Get hands-on experience with 20+ free Google Cloud products and $300 in free credit for new customers.

Bigquery Storage

One of the GCP project, GCS is utilized to store application logs that are subsequently utilized in BigQuery. We seek clarification on whether deleting logs from the bucket would impact BigQuery's ability to extract previously used data. Specifically, we are interested in understanding if BigQuery stores data in its own storage, allowing it to extract results for previously used reports, regardless of the files stored in GCS.

0 1 395
1 REPLY 1

The formal answer is "it depends" ... so let's try and break it apart.  Let's start by assuming that you have a data object in GCS.  Let's assume its a CSV file.  If you LOAD that data into a BigQuery table, then BigQuery will copy the data into BigQuery's own storage.  If you now delete the object in GCS, you can still query the table that was populated from the GCS data because there is a copy of it in BigQuery storage.

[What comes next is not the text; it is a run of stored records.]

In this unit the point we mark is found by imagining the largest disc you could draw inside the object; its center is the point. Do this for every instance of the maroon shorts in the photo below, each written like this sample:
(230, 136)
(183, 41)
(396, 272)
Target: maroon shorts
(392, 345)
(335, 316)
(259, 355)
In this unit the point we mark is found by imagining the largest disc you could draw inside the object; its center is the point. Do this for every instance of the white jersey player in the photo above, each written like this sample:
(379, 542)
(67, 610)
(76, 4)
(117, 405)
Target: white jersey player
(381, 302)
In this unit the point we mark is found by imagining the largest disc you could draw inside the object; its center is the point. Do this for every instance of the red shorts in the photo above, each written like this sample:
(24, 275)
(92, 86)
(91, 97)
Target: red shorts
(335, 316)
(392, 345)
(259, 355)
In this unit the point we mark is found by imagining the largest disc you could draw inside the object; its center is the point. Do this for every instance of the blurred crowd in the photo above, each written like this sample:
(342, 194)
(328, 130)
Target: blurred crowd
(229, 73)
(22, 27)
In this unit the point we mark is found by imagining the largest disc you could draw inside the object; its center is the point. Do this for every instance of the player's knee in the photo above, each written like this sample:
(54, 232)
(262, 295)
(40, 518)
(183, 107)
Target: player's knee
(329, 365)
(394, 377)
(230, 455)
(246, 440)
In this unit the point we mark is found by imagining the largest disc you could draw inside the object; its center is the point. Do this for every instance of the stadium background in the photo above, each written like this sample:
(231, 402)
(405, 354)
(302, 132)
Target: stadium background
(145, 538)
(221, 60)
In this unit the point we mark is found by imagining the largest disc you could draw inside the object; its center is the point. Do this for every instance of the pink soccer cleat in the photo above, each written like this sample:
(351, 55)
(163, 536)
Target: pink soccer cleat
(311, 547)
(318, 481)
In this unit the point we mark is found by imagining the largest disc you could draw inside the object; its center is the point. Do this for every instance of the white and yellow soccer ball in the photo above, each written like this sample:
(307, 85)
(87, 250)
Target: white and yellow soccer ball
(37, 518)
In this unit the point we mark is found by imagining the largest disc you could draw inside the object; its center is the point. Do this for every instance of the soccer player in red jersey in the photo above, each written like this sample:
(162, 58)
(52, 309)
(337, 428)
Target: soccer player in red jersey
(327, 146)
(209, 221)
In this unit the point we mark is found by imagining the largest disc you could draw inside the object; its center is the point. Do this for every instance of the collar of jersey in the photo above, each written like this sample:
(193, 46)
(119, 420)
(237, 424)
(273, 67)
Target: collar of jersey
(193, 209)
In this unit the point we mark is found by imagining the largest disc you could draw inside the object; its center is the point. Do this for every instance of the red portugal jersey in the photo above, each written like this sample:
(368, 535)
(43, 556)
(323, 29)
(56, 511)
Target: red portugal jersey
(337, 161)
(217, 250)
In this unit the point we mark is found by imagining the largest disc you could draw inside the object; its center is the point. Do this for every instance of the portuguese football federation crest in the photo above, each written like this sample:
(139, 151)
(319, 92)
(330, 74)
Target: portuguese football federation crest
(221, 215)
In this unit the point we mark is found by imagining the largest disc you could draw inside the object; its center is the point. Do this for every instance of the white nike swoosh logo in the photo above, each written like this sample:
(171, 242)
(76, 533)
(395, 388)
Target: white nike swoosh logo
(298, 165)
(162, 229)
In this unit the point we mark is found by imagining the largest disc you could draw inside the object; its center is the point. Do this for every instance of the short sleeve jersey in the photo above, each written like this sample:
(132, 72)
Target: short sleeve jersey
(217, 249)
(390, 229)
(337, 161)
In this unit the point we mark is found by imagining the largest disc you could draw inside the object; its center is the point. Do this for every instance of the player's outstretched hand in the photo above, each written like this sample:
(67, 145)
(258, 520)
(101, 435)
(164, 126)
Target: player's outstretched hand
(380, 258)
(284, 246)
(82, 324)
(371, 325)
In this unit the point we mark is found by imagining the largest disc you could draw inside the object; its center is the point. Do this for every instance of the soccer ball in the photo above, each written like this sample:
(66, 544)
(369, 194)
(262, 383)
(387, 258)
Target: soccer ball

However ... loading the data into BigQuery is not the only thing you can do with GCS data.  Should you choose, you can create a BigQuery external table.  This creates a BQ table where the data is NOT copied into BigQuery storage but instead, the data of the table is the actual data in GCS.  When you query the table in BQ, BQ is scanning the data in GCS.  If you delete the GCS object, you will have removed the data for the table and will no longer be able to query the table.

And ... thus ... it would be wrong of me to simply say "No ... deleting the GCS object will not affect your ability to query the BQ table" .... while that is likely the configuration you have, it is possible that you may be using external tables.